Parsing graphs
Regarding "A Mathematician's Proposal" (Technology Page, Jan./Feb. 2008), Michael Burke makes the excellent point that our students typically experience inadequate exposure to analysis of numerical data. My biology majors even resist memorizing a few numbers, let alone using numbers to reach conclusions. Professor Krugman's New York Times Web site looks like an excellent resource.
That said, I wonder how many instructors will mention to the students who fail to notice it, that rising importation of cheap labor correlates closely with the stagnation of middle-class and lower-class wages and the rise in upper-class income.
Raymond R. White, San Francisco, Calif.
I had a hard time following this article. Mr. Burke uses Paul Krugman's graph to show us that we are returning to a new "Gilded Age." But the graph actu-ally tells us very little.
For instance, even if the extreme between rich and poor is measurably broader today than it was between 1950-1970, that may just mean that there are many more wealthy people than there used to be. Why didn't Krugman or Burke provide us a graph on this?
It is ironic that an article on the importance of quantitative literacy is not more clear.

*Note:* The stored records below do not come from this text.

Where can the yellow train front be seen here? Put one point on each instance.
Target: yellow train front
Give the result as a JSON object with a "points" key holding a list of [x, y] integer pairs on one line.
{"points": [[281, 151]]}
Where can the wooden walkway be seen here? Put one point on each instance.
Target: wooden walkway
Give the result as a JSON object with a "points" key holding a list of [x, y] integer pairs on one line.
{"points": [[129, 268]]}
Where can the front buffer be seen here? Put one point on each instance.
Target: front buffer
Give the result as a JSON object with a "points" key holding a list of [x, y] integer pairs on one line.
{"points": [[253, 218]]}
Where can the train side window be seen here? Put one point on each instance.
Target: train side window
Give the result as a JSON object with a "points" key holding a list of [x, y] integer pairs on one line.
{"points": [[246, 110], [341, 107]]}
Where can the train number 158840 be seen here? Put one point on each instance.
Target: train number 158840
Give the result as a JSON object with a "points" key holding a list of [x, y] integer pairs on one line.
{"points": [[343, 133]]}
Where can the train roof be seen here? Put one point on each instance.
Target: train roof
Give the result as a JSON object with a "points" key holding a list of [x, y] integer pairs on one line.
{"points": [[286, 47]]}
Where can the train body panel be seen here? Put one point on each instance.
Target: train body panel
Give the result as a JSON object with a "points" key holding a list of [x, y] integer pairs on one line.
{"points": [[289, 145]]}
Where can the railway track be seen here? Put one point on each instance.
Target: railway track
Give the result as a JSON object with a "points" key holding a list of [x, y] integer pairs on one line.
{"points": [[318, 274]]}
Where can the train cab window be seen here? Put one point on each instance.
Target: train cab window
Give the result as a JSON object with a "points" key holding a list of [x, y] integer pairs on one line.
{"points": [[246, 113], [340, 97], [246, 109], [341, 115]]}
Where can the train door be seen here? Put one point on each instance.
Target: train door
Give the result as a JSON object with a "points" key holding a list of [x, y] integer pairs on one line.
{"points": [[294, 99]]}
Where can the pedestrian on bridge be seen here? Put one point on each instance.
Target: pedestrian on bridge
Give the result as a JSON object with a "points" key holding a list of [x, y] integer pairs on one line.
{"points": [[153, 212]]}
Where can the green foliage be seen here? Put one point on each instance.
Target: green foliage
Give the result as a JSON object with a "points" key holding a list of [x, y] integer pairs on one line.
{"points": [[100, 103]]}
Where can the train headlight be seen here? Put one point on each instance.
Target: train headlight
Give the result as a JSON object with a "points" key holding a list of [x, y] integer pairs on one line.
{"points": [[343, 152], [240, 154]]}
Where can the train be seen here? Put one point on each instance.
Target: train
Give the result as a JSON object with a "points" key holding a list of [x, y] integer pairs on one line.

I hope you will give Mr. Burke the opportunity to write again on this topic, because I believe it is of considerable interest to your readers.
Peter Reynolds, Los Gatos, Calif.
Michael Burke responds: I would say that one of the things we should be teaching is that one should take great care in drawing conclusions, whether those conclusion are based on a graph, a table or other evidence. Mr. Reynolds is certainly correct when he states that the graph gives no information about the absolute economic status of those in the bottom 90 percent. But the graph does give us information about the distribution of income in this country, and it clearly shows that income distribution today, at least with regard to the share of the income of the top 10 percent, has returned to the income distribution of the gilded age.